House Judiciary Chair Jim Jordan, R-Ohio, subpoenaed Fulton County District Attorney Fani Willis on Friday, intensifying his pursuit of documents from her office. It’s been a priority for Jordan since the Georgia prosecutor indicted former President Donald Trump and 18 others for attempting to steal the 2020 presidential election in that state. But while his past attempts to extract information from Willis have been blatant in their desire to undercut the case against Trump, this time around Jordan is being a bit more subtle.
Jordan’s letter to Willis cites an alleged whistleblower who was fired from her office in what the former employee claims was retaliation for raising concerns about how federal grants have potentially been spent. An expressed concern about how Willis has been spending federal funds is the thing Jordan has been using as a thin justification for his attempts to undercut her case against Trump. Whatever the merit of the alleged whistleblower’s claims, if there’s any merit at all, there’s no reason to believe Jordan actually cares about them.
The former employee, Amanda Timpson, led a program focused on gang prevention and intervention in 2018 under Willis’ predecessor. Timpson claimed in an interview with The Washington Free Beacon that she was demoted and then fired after telling a Willis campaign aide that he couldn’t use money from a federal grant issued for gang prevention programming to buy unrelated materials. Jordan cites that report in his letter, claiming that the “allegations raise serious concerns about whether you were appropriately supervising the expenditure of federal grant funding allocated to your office and whether you took actions to conceal your office’s unlawful use of federal funds.”
Willis’ office said in a Friday-morning statement that the “false allegations” Jordan cites are “included in baseless litigation filed by a holdover employee from the prior administration who was terminated for cause.” The statement added that “the courts that have ruled found no merit in these claims” and that they “expect the same result in any pending litigation.” Willis is referring to a discrimination suit that Timpson filed in federal court that was dismissed and an ongoing suit Timpson filed under the Georgia Whistleblower Act. As of December, no trial date had been set in that lawsuit. Willis also added that the county’s “federally-funded Sexual Assault Kit Initiative has been cited by the United States Attorney General as a model program.”
NBC News has not verified any of the claims that Timpson has made, but any evidence that federal funds were misused would be a serious matter. That said, the focus on this particular program is new for Jordan. In his initial letter to Willis in August, Jordan was transparent about his motives; he acknowledged he was responding to the Trump indictment. Whether federal money had been used in the Trump investigation was third on his list of reasons for demanding documents from her. A Dec. 5 follow-up letter focused more on whether Willis had cooperated with the House Jan. 6 committee (which Jordan himself had not) than anything involving federal grant money.

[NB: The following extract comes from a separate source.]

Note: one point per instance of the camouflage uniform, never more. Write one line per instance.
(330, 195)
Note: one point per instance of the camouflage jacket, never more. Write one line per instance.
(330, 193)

Friday’s subpoena is the latest in what is a clear pattern of Jordan and his fellow House Republicans trying to investigate those who investigate Trump. It’s the same thing they attempted with Manhattan District Attorney Alvin Bragg before he’d even charged Trump with anything, right down to citing his potential misuse of federal funds in his investigation of Trump paying hush money to adult film actor Stormy Daniels.
The Judiciary Committee’s letter is the second notable attempt to discredit the case against Trump that focuses less on the allegations against Trump and more on Willis’ character. Former Trump campaign official Mike Roman, a co-defendant in the Georgia case, filed a motion to have his case dismissed last month. He said Willis had carried on an intimate relationship with a private attorney she appointed to work the case and had thereby created a conflict of interest that was unfair to him as a defendant. In a Friday statement, Willis acknowledged the relationship with the attorney she appointed to the case, but she denied that she had any financial incentive to pursue the indictment and said the case has not been compromised.
Against all evidence to the contrary, Jordan’s letter to Willis on Friday was keen to stress the very real legislative need for her compliance. The committee has “jurisdiction to conduct oversight of matters concerning DOJ grant programs and criminal justice to inform potential legislative reforms,” he wrote, implying that this has long been a major concern of his. This façade is his attempt to give legitimacy to the GOP’s requests. Congress only has subpoena power to compel testimony that will better inform lawmakers as they write laws.
Call me cynical, but I’m having a hard time believing legislating is at the top of Jordan’s mind here. He’s not exactly known for his capacity for drafting laws, and none of the investigations he’s been running have produced any drafts seeking to update, revise or otherwise change any law. He wouldn’t be interested at all in how federal dollars devoted to gang prevention were being spent if they’d been given to a district attorney who wasn’t prosecuting Donald Trump.